1. 1.
    +24 -6
    """"ön edit: """"
    hafızamı biraz daha zorlayarak anlattıklarımı biraz daha detaylandırdım.
    bazı hayatların sıraları değişti. gecikme için ayrıca özür dilerim.
    """"ön edit: """"

    hatırladığım ilk hayat tarih öncesi çağlara ait
    bundan öncesi yok. siz nasıl hatırlamıyorsanız önceki hayatlarınızı, ben de bundan öncesini hatırlamıyorum.

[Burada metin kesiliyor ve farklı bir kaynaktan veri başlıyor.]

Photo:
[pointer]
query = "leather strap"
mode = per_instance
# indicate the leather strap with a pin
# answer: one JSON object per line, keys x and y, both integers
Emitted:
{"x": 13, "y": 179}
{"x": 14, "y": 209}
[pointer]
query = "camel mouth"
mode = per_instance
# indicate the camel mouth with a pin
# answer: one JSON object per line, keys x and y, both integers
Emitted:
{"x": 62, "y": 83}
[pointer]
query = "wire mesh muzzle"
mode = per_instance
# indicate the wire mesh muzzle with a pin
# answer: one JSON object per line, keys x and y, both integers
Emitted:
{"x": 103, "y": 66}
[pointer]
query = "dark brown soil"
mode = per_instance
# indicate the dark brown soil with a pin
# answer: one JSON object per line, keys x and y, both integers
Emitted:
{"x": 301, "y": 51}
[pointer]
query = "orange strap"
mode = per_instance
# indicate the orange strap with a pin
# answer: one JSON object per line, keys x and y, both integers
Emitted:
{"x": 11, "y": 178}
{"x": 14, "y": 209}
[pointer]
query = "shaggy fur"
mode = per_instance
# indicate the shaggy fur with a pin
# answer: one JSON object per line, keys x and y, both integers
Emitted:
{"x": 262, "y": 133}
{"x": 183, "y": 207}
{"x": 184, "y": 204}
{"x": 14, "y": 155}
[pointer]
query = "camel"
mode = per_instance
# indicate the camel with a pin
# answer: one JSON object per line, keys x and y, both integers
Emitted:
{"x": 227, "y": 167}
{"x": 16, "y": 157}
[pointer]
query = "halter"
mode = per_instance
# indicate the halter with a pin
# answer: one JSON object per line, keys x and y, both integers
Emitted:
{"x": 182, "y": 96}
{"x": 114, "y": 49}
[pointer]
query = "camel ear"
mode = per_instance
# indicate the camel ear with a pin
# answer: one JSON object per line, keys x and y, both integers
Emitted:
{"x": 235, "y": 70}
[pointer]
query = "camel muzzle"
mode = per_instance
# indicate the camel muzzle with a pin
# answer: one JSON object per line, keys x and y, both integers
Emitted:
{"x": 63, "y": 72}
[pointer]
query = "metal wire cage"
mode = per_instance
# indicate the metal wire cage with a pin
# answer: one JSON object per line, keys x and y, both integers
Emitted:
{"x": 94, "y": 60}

    siyahlarla dolu bir hayat.
    toplasan 20 kişi var etrafımda. ateşin etrafında toplaşıp, iniltili şarkılar söylediğimizi hatırlıyorum.
    akrabalık derecemi bilmediğim 20 kişi...
    kadın erkek sayısı yarı yarıya. hangisi anam, hangisi bacım bilmiyorum *

    babam belli gibi...
    adı "kül"
    grubun en irisi, en cesuru,
    gözlerinin içine bakmaya korkuyor herkes.
    bazen gidiyor bir yerlere... bir süre gelmiyor.
    bazen bir geliyor, ağzı burnu kanlar içinde, topal, yaralı.
    bazen bir geliyor, yanında bir kadın, kadının elinde parlak taşlar ve et.
    yeri hep belli Kül'ün. mağaranın en üst basamağı onun.
    oraya kıvrılıp yatıyor kül.
    homurdayarak uyuyuor ve bazen bağırarak uyanıyor. ya da uyandıktan sonra bağırıyor. bilemiyorum.
    kadınlar onun, herşey onun.
    boyum uzadığında ( yani mağaranın girişinden eğilerek geçecek kadar olduğumda ) kül uzaklara daha az gider olmuştu.
    artık daha sık aidiyet bildiriyordum ona.
    kafasını bir anda getirip alnıma vuruyordu, gözlerimin içine bakmaya çalışıyor, orada bir şeyler arıyordu sanki.
    daha önce gruptaki ergen erkeklerden biri onun bu ritüeline homurdanarak cevap vermişti, hatırlıyorum. anında burnunu ısırıp sonrasında öldürene kadar kafasını taşlara vurmuştu.
    ne yapmamam gerektiğini biliyordum.
    sadakatimi sunmuştum her seferinde.
    ama bir gün bunun yeterli olmadığına karar verdi sanırım.
    göğsünü şişirip şişirip beni itekledi.
    gitmenin zamanı geldi diye düşünüyorduk ikimiz de.
    o gitmemi istiyordu, ben gitmek zorunda olduğumu biliyordum.
    kaçtım...
    dışarıda 3 güneş doğuşu ve batışı süren bir yağmur vardı.
    yuvarlanarak veya zıplayarak, kayalardan aşağı indim.
    kısa ağaçların olduğu alana geldiğimde güneş doğmuştu artık.
    akşama kadar yürüdüm.
    hava kararırken ileriden gelen ateşler gördüm.
    saklanmak yerine onlara da aidiyet sergilemeliyim diye düşündüm.
    ama 4 ateş huzmesi daha bana tam yaklaşmamıştı ki, ince bir ıslıkla gökte süzülen mızrağı gördüm.
    omzumdan giren mızrak arka taraftan çıkmıştı.
    bağırmadım, sızlanmadım. Kül'ün öğrettiği birşey di bu. bağırırsam gelenler daha da sinirlenecekti.
    dizlerimin üstüne çöktüğümde geldiler.
    birisi bu başarılı atışını kutlarcasına zıplıyor ve kahkahalar atıyordu.
    en iri yarı olanı gelip saçlarımdan tuttu. kafamı kaldırıp yüzüme baktı.
    ben gözlerine bakmadım.
    beni yere itti.
    bir diğeri elindeki mızrağı kalçama sapladı.
    artık hiç hareket edemiyordum.
    iri yarı olanı sırtındaki kurt postunun içinden keskin ve sivri bir taş çıkardı.
    boğazıma sapladı.
    ellerine ve yüzüne sıçrayan kanı silmedi, bağırmadı.
    gözlerim kararırken diğerlerinin zafer çığlıkları kulaklarımı son kez dolduruyordu.
    sonrası karanlık zaten, tahmin edersiniz.